The more than two dozen students enrolled each year in the course are mentored by Phoenix attorneys Michael Hool, Jennifer Lefere and Jonathan Coury of the Hool Law Group, and by Tom Fulcher, founder of The Idea Gardener, a business development and marketing firm. Their expertise and passion for entrepreneurship and for working with students is a big plus for the group, said Menkhus, noting he hopes to use the new grant money to continue the effective utilization of the TVSG’s in-residence professionals.

“Another use of the grant funds will be to assist SkySong’s ongoing efforts to attract international technology firms to Arizona by providing services those firms need when establishing their first presence in the U.S.,” Menkhus said. “TVSG students can provide information about U.S. markets, competitors, business-entity formation, contracting, and many other important topics that companies new to the U.S. may encounter.”

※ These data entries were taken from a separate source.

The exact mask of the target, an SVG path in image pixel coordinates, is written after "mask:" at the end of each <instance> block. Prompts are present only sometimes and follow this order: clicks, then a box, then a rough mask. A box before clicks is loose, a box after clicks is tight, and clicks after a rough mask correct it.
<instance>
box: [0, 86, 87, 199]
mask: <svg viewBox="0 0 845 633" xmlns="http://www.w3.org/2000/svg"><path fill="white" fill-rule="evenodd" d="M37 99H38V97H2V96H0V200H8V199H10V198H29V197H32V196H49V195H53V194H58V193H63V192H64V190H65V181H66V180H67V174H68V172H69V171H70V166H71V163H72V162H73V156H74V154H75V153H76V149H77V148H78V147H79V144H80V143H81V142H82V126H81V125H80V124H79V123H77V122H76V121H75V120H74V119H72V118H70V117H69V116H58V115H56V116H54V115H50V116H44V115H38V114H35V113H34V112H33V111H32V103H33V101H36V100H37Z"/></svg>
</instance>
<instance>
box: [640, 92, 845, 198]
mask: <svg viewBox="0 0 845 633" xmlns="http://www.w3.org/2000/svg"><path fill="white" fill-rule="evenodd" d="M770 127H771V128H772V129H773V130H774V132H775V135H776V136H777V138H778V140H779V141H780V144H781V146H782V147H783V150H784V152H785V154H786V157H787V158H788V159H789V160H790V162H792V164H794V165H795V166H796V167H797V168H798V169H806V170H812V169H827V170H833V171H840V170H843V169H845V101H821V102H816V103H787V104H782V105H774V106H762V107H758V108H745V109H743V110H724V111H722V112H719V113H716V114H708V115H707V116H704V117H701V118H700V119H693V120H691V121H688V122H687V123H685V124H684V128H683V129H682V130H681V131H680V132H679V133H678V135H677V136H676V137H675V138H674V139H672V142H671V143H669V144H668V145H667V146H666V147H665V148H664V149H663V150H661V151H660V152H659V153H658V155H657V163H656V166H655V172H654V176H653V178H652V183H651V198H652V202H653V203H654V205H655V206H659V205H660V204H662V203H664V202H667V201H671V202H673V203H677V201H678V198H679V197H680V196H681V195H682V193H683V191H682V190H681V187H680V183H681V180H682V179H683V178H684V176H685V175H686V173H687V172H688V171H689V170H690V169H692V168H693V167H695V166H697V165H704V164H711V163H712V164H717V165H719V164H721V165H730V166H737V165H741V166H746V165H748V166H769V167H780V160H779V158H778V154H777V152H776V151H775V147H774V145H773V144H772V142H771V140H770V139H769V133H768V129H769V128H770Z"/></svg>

The ASU Pathways to Entrepreneurship Grant is part of the university’s commitment to funding innovative approaches to entrepreneurship education. Across ASU, faculty and staff are teaching courses that provide students with opportunities to use knowledge of their disciplines to advance entrepreneurship and innovation. Through programs such as the TVSG, which also received a $40,000 entrepreneurship grant in 2008, students increase their influence on the community and confidence in their entrepreneurial and innovative skills.